2016 Speaker: Jennifer Chayes (Microsoft Research)
Lecture 1: Modeling and Estimating Massive Networks: Overview
Friday, October 28, 2016, 4:00pm–5:00pm, Ryerson 251
Abstract: There are numerous examples of sparse massive networks, including the Internet, WWW and online social networks. How do we model and learn these networks? In contrast to conventional learning problems, where we have many independent samples, it is often the case for these networks that we can get only one independent sample. How do we use a single snapshot today to learn a model for the network, and hence predict a similar, but larger network in the future? In the case of relatively small or moderately sized networks, it’s appropriate to model the network parametrically, and attempt to learn these parameters. For massive networks, a non-parametric representation is more appropriate. I review the theory of graph limits (graphons), developed over the last decade, to describe limits of dense graphs and, more recently, sparse graphs of unbounded degree, such as power-law graphs. I then show how to use these graphons to give consistent estimators of non-parametric models of sparse networks, and moreover how to do this in a way that protects the privacy of individuals on the network. This first lecture gives an overview of results, while the second two focus more on details and methods.
Lecture 2: Limits and Stochastic Models for Sparse Massive Networks
Monday, November 1, 2016, 4:00pm–5:00pm, Eckhart 202
Abstract: Graphons are obtained as limits of sequences graphs, and provide non-parametric ways of modeling and generating networks. In this lecture, I focus on analytical methods to obtain graphons as limits of sparse networks of unbounded degree. These networks include growing power-law networks in which vertices can disconnect from previous friends and contacts (known as non-projective sequences of networks), like Facebook and Google. A fundamental tool in the study of networks and other random structures is the Szemeredi Regularity Lemma, which has been used extensively in combinatorics and other fields to discover apparent order within random structures. We show how the conventional (dense network) form of the lemma breaks down for sparse networks, and how to extend it in the sparse case.

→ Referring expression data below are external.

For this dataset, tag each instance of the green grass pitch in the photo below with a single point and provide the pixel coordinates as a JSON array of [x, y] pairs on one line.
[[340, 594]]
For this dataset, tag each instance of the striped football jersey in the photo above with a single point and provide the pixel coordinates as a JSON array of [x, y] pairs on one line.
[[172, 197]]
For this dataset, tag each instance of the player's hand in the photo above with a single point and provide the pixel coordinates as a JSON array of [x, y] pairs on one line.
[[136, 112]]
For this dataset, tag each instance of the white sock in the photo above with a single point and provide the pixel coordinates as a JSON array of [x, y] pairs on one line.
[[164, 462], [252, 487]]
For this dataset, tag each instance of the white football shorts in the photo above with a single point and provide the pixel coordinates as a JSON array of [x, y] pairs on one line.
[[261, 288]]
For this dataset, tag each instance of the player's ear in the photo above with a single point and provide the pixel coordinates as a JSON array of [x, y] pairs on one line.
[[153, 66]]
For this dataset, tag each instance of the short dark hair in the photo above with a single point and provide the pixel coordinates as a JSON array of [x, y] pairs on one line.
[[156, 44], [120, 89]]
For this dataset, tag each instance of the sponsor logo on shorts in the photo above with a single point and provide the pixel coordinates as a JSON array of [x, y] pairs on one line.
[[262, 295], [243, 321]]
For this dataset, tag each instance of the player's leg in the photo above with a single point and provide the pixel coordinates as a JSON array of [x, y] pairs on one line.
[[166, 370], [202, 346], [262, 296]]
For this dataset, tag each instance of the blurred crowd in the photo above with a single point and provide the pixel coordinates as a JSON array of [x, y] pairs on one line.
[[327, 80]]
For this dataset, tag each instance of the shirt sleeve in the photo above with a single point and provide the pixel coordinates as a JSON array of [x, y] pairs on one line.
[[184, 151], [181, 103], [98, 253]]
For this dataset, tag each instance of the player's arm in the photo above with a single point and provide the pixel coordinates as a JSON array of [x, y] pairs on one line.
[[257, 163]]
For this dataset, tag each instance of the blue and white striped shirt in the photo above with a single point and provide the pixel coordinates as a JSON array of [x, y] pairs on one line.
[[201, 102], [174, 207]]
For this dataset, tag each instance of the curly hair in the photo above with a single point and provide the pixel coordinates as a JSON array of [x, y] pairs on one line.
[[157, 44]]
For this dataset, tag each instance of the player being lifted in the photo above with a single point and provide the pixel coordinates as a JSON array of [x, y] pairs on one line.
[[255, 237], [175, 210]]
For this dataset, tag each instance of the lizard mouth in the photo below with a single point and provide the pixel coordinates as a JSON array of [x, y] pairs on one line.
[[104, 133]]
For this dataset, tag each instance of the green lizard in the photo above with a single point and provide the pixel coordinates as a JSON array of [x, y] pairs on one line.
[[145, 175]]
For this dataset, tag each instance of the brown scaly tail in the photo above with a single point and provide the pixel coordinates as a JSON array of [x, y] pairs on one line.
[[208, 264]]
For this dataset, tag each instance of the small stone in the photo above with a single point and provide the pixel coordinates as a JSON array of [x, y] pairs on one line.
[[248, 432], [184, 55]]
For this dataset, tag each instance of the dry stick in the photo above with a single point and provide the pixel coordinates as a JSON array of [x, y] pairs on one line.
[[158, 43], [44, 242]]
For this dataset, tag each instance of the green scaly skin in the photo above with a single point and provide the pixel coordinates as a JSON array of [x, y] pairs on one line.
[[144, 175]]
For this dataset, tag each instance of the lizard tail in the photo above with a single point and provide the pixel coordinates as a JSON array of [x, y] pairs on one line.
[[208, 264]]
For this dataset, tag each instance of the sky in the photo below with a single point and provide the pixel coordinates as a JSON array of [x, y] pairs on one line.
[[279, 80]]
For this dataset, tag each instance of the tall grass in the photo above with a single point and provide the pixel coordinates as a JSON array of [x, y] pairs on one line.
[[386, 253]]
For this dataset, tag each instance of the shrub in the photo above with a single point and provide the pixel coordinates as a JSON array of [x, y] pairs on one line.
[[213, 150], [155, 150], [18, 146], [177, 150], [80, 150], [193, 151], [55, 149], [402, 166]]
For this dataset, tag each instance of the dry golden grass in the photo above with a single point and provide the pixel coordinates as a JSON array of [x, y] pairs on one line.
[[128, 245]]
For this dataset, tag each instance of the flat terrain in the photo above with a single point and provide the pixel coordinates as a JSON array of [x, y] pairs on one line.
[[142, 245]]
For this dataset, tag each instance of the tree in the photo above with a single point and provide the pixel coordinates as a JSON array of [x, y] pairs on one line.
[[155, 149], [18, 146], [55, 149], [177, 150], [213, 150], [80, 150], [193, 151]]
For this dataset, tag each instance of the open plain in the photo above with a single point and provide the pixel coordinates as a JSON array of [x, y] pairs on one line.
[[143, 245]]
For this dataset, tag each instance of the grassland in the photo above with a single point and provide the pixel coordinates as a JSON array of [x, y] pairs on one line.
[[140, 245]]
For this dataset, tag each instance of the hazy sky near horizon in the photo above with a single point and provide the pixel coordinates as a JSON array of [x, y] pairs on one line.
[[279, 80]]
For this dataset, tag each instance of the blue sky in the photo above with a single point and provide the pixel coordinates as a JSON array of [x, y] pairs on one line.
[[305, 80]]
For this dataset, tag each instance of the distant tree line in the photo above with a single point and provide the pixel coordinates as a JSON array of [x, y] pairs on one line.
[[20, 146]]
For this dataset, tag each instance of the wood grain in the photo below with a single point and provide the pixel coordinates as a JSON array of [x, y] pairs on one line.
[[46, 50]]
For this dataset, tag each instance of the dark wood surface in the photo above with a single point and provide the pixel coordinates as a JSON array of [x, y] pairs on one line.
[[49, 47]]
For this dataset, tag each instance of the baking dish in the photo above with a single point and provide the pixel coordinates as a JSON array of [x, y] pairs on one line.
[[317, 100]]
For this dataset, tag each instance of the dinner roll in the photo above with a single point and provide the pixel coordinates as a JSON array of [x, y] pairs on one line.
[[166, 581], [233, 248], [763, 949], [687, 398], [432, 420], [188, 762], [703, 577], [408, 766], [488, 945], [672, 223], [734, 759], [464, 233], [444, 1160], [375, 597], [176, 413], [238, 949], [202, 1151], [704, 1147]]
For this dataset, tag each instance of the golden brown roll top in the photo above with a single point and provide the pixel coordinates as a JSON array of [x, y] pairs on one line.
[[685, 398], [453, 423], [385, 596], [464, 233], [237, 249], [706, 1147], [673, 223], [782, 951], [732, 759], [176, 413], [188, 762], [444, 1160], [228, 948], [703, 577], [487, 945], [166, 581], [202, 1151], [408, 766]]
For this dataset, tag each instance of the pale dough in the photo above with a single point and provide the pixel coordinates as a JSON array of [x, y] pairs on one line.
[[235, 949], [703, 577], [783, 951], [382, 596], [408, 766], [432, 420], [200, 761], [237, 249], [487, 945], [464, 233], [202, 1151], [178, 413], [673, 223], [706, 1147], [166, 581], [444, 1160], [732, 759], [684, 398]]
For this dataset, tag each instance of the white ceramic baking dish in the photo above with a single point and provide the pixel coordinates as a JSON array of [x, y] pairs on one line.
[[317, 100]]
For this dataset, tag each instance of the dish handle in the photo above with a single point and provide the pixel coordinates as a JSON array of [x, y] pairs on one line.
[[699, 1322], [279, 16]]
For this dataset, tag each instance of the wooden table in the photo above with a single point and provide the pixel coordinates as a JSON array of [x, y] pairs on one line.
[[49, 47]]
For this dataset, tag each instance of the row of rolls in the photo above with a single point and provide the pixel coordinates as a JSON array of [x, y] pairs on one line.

Lecture 3: Exchangeability and Estimation of Sparse Massive Networks
Tuesday, November 2, 2016, 4:00pm–5:00pm, Eckhart 206
Abstract: Graphons are obtained as limits of sequences graphs, and provide non-parametric ways of modeling and generating networks. In this final lecture, I give an alternative way to model massive sparse networks, in this case networks which retain all previous connections as they grow. While the approach of Lecture 2 was more analytic, this lecture focuses on statistical considerations. I show how to extend the classic de Finetti Theorem for infinite exchangeable sequences, and the later Aldous-Hoover Theorem for infinite exchangeable dense arrays, to the case of sparse arrays. I also provide proofs of how to use graphons to consistently estimate massive sparse networks, and in certain cases to do this in a way that preserves the privacy of the individuals on the network.
Past Amick Lecturers include: Andrew Majda, Joseph Keller, John Ball, Martin Kruskal, Paul Roberts, David Ruelle, John Guckenheimer, Percy Deift, Keith Moffatt, Ingrid Daubechies, Yann Brenier, Felix Otto, Claude Bardos, George Papanicolaou, Michael Brenner, Ronald Coifman, Pierre-Louis Lions, Claude LeBris, L. Mahadevan, Jeffrey Rauch, Peter Constantin, Emmanuel Candes, and Amit Singer.